Photo d’illustration

Le ministère de l’Intérieur a publié ce dimanche un communiqué concernant la fermeture d’une école coranique à Regueb.

Le département explique que le 29 janvier, la sous-direction de la protection sociale relevant de la direction de la police judiciaire s’est engagée à enquêter sur une activité suspecte d’une association coranique à Sidi Bouzid.

Cette association dirigeait une école qui hébergeait un groupe d’enfants et de jeunes hommes se trouvant dans des conditions inappropriées et faisant l’objet de mauvais traitements et d’exploitation économique. L’enquête a été réalisée en coordination avec l’instance nationale de lutte contre la traite des personnes et le délégué de la protection de l’enfance à Sidi Bouzid.

Le ministère a ajouté que le 31 janvier 2019, les unités de sécurité concernées, accompagnées du délégué régional de la protection des enfants et de 5 psychologues, se sont déplacées sur place où elles ont trouvé 42 enfants (âgés de 10 à 18 ans) et 27 adultes (âgés de 18 à 35 ans) vivant dans des conditions de santé, d’hygiène et de sécurité médiocres.

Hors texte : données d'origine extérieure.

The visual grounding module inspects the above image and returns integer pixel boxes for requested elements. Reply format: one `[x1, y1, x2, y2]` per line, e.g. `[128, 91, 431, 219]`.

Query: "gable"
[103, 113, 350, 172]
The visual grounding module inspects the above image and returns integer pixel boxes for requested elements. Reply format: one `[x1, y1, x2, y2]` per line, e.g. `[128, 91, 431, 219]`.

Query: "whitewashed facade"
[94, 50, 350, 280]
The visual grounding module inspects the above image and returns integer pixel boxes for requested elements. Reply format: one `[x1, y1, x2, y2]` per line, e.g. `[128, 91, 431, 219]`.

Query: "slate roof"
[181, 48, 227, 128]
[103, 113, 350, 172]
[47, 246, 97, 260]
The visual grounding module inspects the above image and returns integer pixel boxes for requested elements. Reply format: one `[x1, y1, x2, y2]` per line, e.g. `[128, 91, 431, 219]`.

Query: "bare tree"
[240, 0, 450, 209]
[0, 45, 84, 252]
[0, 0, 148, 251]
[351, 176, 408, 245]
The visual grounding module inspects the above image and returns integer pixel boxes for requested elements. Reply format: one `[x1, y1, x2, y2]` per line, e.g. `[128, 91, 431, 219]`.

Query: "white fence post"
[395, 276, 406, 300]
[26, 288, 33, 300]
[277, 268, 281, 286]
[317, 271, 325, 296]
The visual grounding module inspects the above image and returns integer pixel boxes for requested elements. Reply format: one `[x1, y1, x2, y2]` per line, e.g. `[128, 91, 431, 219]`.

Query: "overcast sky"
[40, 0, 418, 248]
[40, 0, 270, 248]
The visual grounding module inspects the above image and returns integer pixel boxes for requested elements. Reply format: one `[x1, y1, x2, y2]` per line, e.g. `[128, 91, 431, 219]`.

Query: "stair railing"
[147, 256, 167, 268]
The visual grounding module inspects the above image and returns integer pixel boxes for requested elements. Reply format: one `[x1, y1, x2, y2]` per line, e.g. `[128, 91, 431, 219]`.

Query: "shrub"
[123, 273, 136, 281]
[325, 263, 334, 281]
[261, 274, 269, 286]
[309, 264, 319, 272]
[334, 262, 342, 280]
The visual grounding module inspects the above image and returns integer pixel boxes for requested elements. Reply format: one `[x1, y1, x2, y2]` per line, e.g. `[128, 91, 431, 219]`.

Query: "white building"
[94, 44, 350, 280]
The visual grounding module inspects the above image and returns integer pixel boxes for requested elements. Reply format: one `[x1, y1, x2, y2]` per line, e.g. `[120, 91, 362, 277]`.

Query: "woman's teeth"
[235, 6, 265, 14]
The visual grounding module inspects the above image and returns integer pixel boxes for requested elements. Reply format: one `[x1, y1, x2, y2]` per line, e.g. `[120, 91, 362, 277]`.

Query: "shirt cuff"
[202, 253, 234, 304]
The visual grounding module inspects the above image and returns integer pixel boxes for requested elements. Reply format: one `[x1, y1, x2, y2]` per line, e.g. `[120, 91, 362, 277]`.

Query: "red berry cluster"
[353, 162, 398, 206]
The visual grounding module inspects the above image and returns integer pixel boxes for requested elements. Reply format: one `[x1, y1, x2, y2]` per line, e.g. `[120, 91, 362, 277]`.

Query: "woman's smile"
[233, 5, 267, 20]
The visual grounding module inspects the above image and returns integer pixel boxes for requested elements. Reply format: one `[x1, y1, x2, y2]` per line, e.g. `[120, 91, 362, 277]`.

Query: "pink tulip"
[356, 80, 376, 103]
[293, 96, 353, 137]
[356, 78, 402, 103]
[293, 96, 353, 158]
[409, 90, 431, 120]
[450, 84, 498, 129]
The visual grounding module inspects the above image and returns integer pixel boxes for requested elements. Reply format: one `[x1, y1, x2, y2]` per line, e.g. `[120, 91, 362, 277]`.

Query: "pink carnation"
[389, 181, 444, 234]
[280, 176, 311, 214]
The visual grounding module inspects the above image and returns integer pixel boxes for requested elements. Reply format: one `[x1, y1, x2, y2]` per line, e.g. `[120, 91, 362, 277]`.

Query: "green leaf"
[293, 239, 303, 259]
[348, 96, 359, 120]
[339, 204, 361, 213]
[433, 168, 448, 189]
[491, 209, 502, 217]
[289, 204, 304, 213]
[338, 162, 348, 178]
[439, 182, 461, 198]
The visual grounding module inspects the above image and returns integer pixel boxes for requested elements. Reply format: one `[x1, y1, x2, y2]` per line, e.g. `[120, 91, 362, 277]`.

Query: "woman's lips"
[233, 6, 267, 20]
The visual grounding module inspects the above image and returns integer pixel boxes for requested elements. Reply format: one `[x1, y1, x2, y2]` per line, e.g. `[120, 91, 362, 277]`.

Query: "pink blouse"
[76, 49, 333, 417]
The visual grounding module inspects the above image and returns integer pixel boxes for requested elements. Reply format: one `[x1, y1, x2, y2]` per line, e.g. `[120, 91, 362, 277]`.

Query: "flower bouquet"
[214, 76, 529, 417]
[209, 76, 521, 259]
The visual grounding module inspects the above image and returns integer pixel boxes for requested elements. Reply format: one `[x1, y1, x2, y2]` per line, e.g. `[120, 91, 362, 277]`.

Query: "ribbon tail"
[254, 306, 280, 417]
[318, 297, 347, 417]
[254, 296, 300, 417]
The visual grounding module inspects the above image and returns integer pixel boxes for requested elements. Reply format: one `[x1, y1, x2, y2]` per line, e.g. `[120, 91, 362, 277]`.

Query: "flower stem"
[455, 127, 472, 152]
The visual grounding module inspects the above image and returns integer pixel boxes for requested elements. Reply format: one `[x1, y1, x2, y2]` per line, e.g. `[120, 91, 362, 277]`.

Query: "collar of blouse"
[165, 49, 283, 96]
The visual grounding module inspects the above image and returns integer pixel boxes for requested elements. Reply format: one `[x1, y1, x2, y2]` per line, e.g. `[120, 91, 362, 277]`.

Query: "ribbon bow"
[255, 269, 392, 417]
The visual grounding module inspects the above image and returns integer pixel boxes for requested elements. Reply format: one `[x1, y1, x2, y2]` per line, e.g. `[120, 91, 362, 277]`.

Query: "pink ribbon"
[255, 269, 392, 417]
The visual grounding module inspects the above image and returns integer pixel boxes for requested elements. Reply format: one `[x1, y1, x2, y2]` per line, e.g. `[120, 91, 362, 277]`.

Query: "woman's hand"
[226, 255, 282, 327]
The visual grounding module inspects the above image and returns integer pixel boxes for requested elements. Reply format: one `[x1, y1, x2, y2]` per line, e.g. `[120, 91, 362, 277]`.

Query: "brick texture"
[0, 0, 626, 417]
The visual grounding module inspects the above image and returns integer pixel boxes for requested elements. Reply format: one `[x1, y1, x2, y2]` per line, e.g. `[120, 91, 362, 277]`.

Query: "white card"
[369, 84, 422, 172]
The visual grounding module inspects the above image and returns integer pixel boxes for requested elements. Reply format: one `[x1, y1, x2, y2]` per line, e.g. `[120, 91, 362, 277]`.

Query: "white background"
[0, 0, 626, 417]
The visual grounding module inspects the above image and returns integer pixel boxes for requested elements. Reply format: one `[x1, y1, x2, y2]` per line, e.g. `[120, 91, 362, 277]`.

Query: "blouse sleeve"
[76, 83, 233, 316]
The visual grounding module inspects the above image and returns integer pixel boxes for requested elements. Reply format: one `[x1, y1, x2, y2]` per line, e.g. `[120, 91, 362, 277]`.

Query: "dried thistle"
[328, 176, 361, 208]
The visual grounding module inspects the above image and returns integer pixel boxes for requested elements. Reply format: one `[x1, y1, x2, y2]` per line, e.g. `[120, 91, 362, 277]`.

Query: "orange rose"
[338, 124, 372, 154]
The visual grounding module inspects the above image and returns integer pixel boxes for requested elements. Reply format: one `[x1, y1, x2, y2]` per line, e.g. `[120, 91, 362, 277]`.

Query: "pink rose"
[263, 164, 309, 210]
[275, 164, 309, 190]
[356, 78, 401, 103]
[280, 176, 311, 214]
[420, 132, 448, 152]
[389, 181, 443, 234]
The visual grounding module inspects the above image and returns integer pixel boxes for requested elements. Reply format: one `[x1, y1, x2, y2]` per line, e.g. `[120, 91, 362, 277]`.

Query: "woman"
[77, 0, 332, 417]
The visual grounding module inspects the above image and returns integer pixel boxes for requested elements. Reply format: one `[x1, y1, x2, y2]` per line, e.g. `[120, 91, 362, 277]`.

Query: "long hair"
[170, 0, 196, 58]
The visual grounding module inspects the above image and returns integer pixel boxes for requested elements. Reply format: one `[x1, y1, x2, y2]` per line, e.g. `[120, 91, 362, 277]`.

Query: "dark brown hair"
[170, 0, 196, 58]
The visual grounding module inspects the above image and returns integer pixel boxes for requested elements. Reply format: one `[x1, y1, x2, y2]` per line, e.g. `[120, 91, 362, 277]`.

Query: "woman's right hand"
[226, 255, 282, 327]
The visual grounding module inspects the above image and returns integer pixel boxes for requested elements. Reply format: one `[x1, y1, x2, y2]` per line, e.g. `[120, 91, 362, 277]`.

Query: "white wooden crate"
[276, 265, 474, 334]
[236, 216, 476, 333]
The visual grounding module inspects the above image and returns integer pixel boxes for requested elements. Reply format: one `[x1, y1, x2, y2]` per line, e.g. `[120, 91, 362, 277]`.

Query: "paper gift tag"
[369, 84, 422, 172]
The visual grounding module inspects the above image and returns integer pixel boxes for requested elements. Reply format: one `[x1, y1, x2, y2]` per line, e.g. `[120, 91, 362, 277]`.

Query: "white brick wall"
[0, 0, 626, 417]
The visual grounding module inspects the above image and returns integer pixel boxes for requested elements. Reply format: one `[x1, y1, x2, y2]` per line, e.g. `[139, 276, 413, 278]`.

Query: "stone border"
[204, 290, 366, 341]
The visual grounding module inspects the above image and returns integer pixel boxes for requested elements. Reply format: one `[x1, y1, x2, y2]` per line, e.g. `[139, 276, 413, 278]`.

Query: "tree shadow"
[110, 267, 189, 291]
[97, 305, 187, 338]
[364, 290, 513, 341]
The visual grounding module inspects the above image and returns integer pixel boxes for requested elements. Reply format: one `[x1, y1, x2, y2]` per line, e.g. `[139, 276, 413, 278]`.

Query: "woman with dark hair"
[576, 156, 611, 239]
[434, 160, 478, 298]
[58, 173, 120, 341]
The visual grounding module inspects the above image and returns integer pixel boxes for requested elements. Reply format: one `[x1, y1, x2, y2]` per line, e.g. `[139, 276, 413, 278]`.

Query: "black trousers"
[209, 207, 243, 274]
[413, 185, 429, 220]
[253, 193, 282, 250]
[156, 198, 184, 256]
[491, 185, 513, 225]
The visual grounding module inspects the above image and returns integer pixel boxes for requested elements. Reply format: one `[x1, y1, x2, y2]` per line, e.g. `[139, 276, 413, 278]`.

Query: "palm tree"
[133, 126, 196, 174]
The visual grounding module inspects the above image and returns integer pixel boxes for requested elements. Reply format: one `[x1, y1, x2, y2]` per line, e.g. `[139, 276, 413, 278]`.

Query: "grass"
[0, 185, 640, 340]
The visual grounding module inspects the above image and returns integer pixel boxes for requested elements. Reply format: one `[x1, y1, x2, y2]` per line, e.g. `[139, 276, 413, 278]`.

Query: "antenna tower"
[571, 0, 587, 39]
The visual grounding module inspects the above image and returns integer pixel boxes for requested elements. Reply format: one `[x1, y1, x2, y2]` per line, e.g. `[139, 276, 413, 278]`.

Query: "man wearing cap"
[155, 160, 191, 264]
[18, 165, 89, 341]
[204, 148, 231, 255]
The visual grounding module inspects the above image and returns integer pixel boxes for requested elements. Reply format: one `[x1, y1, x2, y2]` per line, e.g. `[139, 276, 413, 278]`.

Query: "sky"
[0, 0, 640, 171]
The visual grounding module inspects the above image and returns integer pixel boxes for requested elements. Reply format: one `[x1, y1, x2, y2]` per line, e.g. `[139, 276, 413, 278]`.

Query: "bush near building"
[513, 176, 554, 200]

Victimes de violence et d’abus, ils sont exploités dans le domaine du travail agricole et de la construction et sont endoctrinés avec des idées et des pratiques extrémistes.

Après consultation du ministère public, le propriétaire de l’école a été arrêté pour « traite des personnes exploitées économiquement et abus de violence », et pour « soupçon d’appartenance à une organisation terroriste ». Une femme âgée de 26 ans, qui avait reconnu son mariage illégal à cette personne, a été également arrêtée.

Le ministère de l’Intérieur a confirmé que le ministère public avait autorisé le placement d’enfants dans l’un des centres intégrés pour la jeunesse et l’enfance, en leur fournissant les soins médicaux, psychologiques et sociaux nécessaires.